Southern Sudanese riot in Khartoum after Garang death
By Khaled Abdel-Aziz
KHARTOUM, Aug 1 (Reuters) – Thousands of southern Sudanese, some wielding knives and bars, looted shops and clashed with police in the streets of Khartoum on Monday after learning of the death of ex-rebel leader John Garang, witnesses said.
Southern Sudanese women mourn the death of Sudan’s First Vice-President and former rebel leader of Sudan People’s Liberation Movement John Garang in Nairobi, Kenya, August 1, 2005. (Reuters). |
“People have been running all over the streets. The policemen are taking people from the streets. There is fire and smoke,” a Reuters TV witness said.
“They are beating anybody they see who looks like they are Arab,” Swayd Abdullah, a student, told Reuters.
Shops closed and there was a heightened security presence in the streets, witnesses said.
The southern Sudanese, who recently gave Garang a tumultuous welcome when he travelled north to take up his post as vice-president in the new power-sharing government, also smashed cars and shops in several hours of rioting, the witnesses said.
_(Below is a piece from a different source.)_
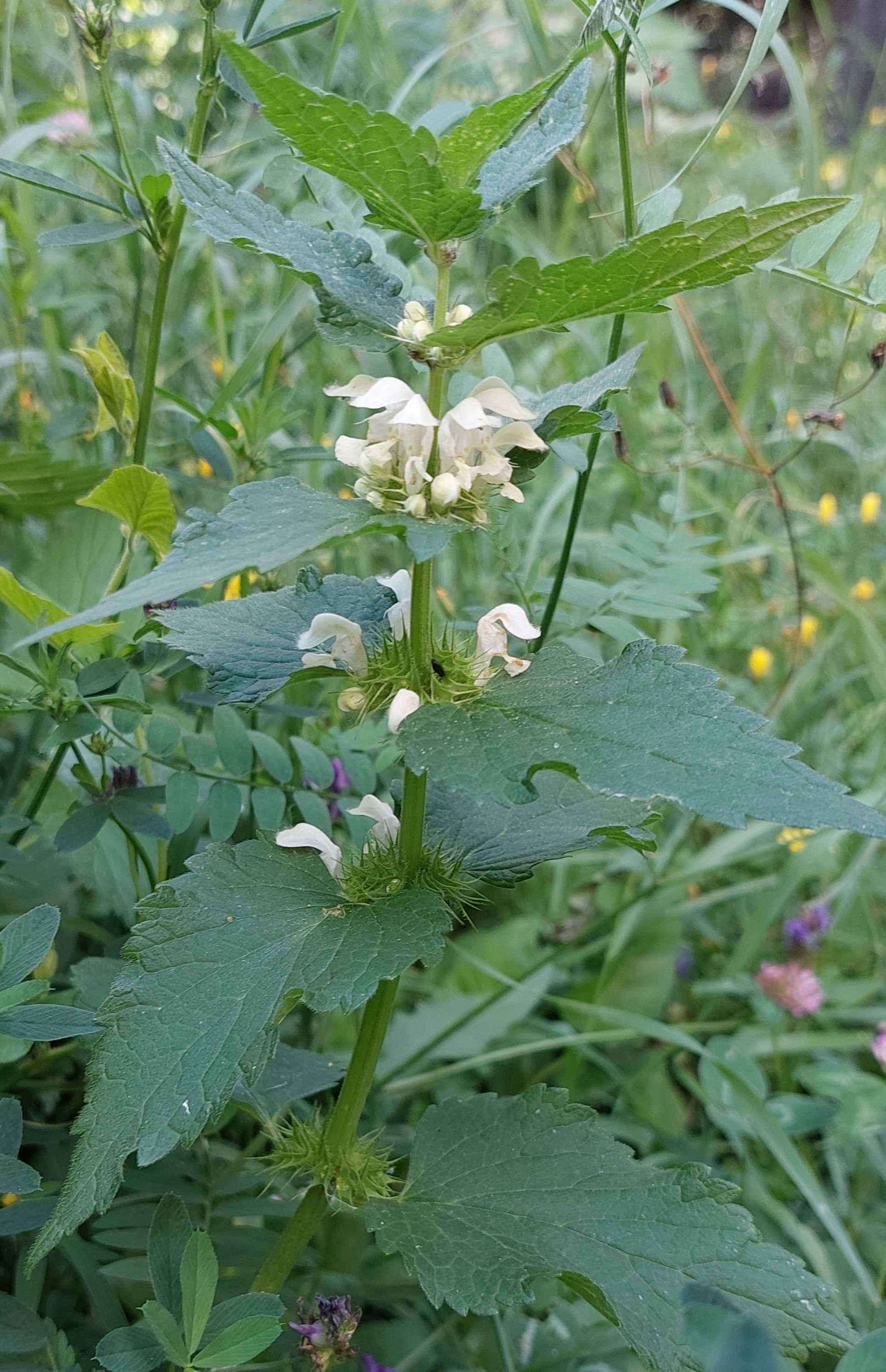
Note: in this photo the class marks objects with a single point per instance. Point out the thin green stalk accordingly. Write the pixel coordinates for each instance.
(349, 1108)
(107, 95)
(170, 246)
(615, 335)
“There are groups of southern Sudanese on the streets attacking people and wrecking shops but the areas with governmental buildings are quiet,” said Seif al-Deen Abdallah, a Khartoum taxi driver.
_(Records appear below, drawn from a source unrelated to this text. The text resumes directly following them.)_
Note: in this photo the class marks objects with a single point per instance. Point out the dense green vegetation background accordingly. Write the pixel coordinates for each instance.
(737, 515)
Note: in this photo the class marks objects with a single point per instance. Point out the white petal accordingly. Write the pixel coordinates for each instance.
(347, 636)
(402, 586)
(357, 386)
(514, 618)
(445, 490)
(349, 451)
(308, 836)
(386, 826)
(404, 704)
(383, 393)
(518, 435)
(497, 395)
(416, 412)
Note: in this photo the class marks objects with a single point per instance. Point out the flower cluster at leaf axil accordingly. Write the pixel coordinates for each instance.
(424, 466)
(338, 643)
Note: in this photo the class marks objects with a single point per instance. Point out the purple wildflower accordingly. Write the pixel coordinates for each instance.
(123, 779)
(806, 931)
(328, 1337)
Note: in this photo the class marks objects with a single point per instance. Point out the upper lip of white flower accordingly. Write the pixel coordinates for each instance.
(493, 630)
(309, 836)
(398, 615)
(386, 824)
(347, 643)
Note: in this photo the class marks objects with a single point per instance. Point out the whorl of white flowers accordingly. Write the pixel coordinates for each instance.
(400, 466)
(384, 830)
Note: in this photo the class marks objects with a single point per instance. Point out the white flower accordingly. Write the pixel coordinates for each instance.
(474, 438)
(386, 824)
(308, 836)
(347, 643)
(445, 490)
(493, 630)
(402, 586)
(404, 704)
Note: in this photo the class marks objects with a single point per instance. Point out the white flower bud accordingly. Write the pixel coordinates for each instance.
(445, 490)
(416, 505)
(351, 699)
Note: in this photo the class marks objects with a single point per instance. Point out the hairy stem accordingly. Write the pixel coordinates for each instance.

Some gunfire could be heard, although it was not clear if that was in mourning for Garang or from fighting.
Arabic satellite channel Al Jazeera showed film footage from Khartoum of a man laying face down on the pavement with blood coming from his head and at least four burning vehicles.
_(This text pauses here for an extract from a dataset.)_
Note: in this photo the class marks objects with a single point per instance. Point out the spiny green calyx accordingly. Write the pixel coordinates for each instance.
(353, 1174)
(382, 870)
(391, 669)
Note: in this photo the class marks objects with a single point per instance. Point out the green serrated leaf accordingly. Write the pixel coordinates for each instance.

There were also reports of violence in the south, where Garang’s Sudan People’s Liberation Movement (SPLM) fought a 21-year war against the mainly Islamic government in Khartoum until January’s peace accord.
Anglican priest Reverend Paul Yugusuk said he had heard reports of rioting in Juba, one of the main population centres in the south. “There are reports that people are on the streets smashing shop-fronts,” he told reporters in Uganda, citing telephone calls with people in the area.
An aid worker with Catholic Relief Services in Yei in southern Sudan said there was shooting there, but only out of respect for Garang. “People are shooting in the air as a sign of mourning. There are gunshots everywhere,” he told Reuters in Nairobi by phone from Yei.